Hacker News new | past | comments | ask | show | jobs | submit login
ControlNET and Stable Diffusion: A Game Changer for AI Image Generation (uxdesign.cc)
135 points by belltaco on Feb 20, 2023 | hide | past | favorite | 36 comments



Here is a preliminary test for video editing using ControlNet I made: https://www.youtube.com/watch?v=u52MOA4YaGk

As you can see, there is still quite a bit of flicker, I'm working to reduce that. But the consistency is much better compared to, say, img2img.

I'm hoping to ship a prototype this week.


Haven't read the paper yet, but curious how different ControlNet is from Text2LIVE ([1], [2]). Seems it's solving the same problem with temporal consistency, no?

[1] https://www.youtube.com/watch?v=8U9o5aZ2y5w

[2] https://text2live.github.io/


No, ControlNet wasn't made to solve temporal consistency, it was made to add more control (hence the name) to image models. I am using it in a way that the authors may not have thought of, because the paper doesn't mention video editing.


S-so the girl on the right in the second half of the video is ot real...?


Correct, it's generated by SD.


really curious about this too OP, is the face generated? How do you keep temporal consistency with that?


So, the video was generated by applying ControlNet to the input video frame by frame. Every inference setting is the same for every frame -- seed, prompt, CFG, steps, and sampler. The only thing that changes frame to frame is that the pose changes slightly. So actually, if SD was well behaved, you would expect the difference between adjacent frames to be small, because the change in the input is small. But SD is somewhat schizophrenic so you get this amount of flicker from even small changes in input.

I also had to specify what the outfit should be (I got a lot more discrepancies when I didn't do this from the outfit changing frame to frame). You can see that the outfit changes color in the second version, I bet you can get that to be even more consistent if you specify the color in the prompt too.

If you create a dreambooth model of a character, you can probably also get consistency of the face that way. In this case I didn't need to do this because I didn't care who I got, I just asked for an "average woman".


Is there like a "temperature" setting you can change? And set it to 0 to produce less flickering?


The flickering comes from the fundamental nature of the de-noising mechanism involved in the diffusion model.
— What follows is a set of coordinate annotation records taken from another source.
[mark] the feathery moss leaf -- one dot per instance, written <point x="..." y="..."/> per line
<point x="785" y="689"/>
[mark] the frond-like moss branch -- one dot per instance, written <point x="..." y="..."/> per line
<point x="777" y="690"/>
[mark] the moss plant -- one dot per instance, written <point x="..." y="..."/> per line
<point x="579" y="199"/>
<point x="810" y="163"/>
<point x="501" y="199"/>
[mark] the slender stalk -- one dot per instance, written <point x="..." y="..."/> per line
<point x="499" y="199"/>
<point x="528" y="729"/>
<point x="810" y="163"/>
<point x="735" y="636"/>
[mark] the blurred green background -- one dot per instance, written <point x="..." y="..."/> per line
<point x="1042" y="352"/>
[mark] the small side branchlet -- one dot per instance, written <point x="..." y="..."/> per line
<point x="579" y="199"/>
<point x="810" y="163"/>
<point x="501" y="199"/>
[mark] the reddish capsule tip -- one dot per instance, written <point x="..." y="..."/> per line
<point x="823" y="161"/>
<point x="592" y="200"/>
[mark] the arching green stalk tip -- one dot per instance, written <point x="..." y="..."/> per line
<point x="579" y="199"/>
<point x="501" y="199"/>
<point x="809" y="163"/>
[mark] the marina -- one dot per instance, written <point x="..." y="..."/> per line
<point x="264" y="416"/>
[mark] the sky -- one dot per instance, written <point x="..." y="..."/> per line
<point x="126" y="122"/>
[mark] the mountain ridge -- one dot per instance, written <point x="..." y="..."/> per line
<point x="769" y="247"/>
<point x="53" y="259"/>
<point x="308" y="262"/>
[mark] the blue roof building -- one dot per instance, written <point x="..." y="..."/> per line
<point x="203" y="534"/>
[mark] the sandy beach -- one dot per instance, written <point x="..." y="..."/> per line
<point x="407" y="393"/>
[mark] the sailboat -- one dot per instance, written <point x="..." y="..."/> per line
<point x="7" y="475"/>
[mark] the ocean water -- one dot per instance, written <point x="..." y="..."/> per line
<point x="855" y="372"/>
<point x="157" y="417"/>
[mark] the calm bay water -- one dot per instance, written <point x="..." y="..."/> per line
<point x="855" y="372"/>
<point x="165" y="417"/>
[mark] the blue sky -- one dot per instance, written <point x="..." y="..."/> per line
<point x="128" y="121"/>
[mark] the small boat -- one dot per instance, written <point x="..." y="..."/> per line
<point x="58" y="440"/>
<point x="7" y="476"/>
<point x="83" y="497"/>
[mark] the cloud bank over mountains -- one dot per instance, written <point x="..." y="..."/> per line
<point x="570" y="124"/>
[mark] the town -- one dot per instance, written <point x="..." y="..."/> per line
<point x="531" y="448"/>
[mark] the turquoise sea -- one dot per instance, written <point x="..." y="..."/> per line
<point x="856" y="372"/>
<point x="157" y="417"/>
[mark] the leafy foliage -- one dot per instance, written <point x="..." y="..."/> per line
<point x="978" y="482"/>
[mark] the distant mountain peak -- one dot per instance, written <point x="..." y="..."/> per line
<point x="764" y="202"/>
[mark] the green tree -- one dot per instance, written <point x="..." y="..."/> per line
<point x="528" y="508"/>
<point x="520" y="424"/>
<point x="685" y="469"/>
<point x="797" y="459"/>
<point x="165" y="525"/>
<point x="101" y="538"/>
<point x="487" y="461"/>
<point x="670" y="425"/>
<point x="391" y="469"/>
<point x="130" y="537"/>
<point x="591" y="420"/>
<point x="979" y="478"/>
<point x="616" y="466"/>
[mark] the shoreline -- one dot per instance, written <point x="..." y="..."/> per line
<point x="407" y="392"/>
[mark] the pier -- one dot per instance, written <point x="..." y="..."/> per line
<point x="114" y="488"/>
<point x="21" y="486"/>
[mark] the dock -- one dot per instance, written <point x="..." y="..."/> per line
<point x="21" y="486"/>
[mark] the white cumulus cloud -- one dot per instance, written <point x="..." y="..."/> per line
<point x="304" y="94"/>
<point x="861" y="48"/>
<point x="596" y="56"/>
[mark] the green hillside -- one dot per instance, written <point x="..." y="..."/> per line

The ability to create multiple novel images for the same input comes from adding noise with a random seed. Currently this is more or less done every frame which is why you get the flickering. Keeping the same seed wouldn't be helpful if you want the image to move.

What could be of use here is a noise transformation layer that can use the same noise for every frame but transformed to match desired motion. For video conversion you could possibly extract motion vectors from successive frames to warp the noise.

I assume someone is working on this somewhere.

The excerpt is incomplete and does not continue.